Estaba el señor Sperano, un exiliado italiano, expulsado hasta de Francia, donde había residido mucho tiempo, y que ahora enseñaba italiano con tímida diligencia en el norte de la ciudad; estaba el señor Preston, terrateniente de Westmoreland, o estadista, como él prefería que lo llamaran, cuya esposa se había instalado en Edimburgo por la educación de su numerosa familia, y que estaba encantada de poder acompañar a su marido, cada vez que este venía de visita, a las veladas de lunes de la señorita Dawson, pues la dama inválida y él eran amigos desde hacía mucho. Ellos y nosotras éramos los visitantes regulares, y disfrutábamos más de la visita por poder tener a la señorita Dawson más para nosotras.

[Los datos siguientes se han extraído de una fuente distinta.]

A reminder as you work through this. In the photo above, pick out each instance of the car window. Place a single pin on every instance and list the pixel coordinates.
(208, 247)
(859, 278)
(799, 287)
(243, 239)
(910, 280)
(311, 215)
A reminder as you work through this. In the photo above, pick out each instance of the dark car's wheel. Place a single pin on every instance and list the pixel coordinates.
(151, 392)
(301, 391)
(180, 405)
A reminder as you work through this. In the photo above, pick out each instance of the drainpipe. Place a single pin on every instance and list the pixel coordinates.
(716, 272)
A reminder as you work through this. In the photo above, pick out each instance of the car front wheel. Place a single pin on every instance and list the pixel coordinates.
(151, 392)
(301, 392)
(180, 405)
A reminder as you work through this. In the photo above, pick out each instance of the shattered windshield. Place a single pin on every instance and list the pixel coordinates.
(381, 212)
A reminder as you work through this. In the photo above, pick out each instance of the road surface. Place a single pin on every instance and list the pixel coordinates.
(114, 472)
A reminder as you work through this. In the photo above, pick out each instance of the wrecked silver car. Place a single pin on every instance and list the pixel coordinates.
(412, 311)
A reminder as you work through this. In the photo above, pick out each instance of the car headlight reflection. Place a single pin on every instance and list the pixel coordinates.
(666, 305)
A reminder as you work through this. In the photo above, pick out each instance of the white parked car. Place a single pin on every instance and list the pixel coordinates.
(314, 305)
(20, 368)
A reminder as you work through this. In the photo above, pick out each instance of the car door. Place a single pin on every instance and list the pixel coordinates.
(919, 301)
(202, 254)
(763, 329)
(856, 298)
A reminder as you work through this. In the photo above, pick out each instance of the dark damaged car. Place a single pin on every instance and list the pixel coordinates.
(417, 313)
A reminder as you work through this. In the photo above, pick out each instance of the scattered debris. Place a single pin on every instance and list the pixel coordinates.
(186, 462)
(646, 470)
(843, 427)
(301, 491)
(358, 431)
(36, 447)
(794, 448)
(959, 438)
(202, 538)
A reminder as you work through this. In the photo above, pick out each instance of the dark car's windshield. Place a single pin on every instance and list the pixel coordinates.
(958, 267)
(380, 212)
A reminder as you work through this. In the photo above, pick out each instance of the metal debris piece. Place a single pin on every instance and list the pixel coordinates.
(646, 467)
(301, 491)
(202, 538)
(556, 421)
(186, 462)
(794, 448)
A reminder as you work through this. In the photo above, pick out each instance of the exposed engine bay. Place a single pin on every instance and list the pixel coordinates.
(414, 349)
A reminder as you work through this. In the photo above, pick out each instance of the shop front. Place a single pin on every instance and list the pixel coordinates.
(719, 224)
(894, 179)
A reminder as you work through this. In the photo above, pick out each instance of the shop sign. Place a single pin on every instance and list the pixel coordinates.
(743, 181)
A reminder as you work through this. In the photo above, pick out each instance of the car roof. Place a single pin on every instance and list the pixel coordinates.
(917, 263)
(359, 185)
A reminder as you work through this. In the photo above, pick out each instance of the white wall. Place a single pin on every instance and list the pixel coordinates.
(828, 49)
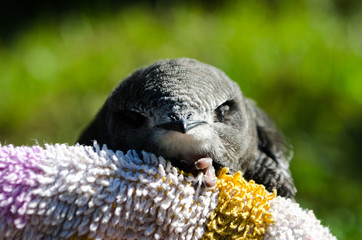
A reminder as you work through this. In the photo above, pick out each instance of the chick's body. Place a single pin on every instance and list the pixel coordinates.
(190, 112)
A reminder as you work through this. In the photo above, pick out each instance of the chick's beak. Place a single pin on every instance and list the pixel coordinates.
(182, 125)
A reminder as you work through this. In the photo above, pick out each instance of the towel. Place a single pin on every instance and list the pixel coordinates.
(91, 192)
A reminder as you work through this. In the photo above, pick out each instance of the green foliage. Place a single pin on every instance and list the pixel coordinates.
(301, 61)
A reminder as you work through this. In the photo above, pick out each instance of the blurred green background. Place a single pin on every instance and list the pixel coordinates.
(301, 61)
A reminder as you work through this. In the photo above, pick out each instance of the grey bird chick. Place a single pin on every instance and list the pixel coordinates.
(192, 114)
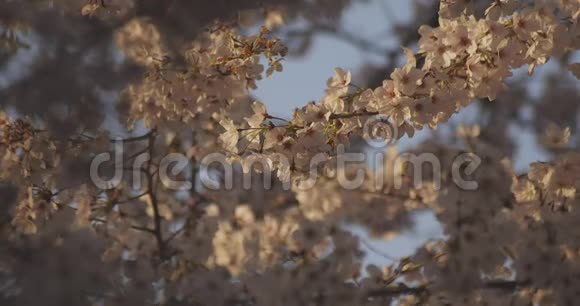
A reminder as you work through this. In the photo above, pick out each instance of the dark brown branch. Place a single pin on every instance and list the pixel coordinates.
(153, 198)
(402, 289)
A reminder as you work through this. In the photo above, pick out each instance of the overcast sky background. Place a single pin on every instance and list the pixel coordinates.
(304, 79)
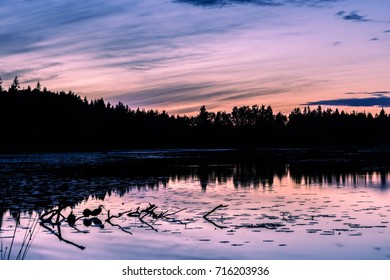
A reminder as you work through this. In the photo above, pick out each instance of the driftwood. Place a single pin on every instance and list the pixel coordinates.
(205, 216)
(52, 220)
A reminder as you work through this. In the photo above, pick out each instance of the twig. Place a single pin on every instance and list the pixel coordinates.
(216, 208)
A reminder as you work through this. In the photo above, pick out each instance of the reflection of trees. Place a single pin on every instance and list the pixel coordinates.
(338, 175)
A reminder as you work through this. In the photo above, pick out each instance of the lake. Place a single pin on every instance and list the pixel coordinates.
(193, 204)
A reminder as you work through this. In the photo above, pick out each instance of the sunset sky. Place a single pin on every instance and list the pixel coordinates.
(180, 54)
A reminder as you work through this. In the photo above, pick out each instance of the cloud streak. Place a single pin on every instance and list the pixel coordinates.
(378, 99)
(352, 16)
(265, 3)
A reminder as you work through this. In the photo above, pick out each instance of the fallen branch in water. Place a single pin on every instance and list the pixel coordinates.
(205, 216)
(215, 209)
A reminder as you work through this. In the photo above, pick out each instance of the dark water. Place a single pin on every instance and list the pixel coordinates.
(190, 205)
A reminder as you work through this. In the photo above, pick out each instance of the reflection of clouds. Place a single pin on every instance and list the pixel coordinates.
(353, 16)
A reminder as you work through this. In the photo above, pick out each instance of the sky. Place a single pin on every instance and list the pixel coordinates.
(177, 55)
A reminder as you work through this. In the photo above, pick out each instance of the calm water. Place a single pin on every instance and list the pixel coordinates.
(157, 211)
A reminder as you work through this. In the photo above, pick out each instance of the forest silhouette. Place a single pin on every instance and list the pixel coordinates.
(42, 120)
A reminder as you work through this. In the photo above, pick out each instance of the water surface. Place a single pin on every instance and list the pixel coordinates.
(159, 209)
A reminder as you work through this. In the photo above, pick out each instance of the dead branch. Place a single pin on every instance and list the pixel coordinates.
(216, 208)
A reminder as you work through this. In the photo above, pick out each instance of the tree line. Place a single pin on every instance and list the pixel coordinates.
(37, 119)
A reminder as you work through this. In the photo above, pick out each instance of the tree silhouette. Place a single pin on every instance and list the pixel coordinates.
(42, 120)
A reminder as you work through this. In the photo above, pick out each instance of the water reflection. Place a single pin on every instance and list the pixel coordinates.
(189, 204)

Una noche en que acerqué mi pequeño taburete a su sofá, se me ocurrió algo mientras le acariciaba la delgada mano blanca, y lo manifesté en voz alta.
—Dígame, querida señorita Dawson. ¿Cuánto tiempo hace que está en Edimburgo? No habla escocés, y el señor Dawson dice que no es escocés.
—No, soy de Lancashire, nacida en Liverpool —dijo ella, sonriendo—. ¿No lo nota en mi acento?
—Lo noto diferente del de los demás, pero me gusta porque solo lo oigo en usted.
¿Es el de Lancashire?
—Yo me atrevería a decir que sí lo es, pues, aunque lady Ludlow se tomó muchos esfuerzos por corregirme en mis días de juventud, nunca pude desprenderme de mi acento.
—Lady Ludlow —dije—, ¿qué relación tiene con usted? Oí que hablaba de ella con lady Madeline Stuart la primera tarde que vine; las dos parecían quererla mucho.
¿Quién es?
—Ha muerto, mi querida niña; murió hace mucho.
Lamenté haberlo mencionado, por lo triste y seria que se puso. Supongo que notó mi pesar, pues siguió hablando.
—Querida, me gusta hablar y pensar en lady Ludlow, pues durante muchos años fue mi más querida y buena amiga y benefactora; pregúnteme lo que quiera sobre ella, y no tema causarme dolor al hacerlo.
Me envalentoné al oír esto.
—¿Querría hablarme de ella, entonces, por favor, señorita Dawson?
—No —dijo ella, sonriendo—. Sería una historia demasiado larga. El señor Preston me dijo que esta noche vendría con la señora Preston, y ya están aquí el signor Sperano y la señorita Duncan. ¿Cómo podrían querer oír una historia sobre cómo era antes el mundo, y que, en el fondo, ni siquiera sería una historia, porque carece de comienzo, nudo y desenlace, y solo es un montón de recuerdos?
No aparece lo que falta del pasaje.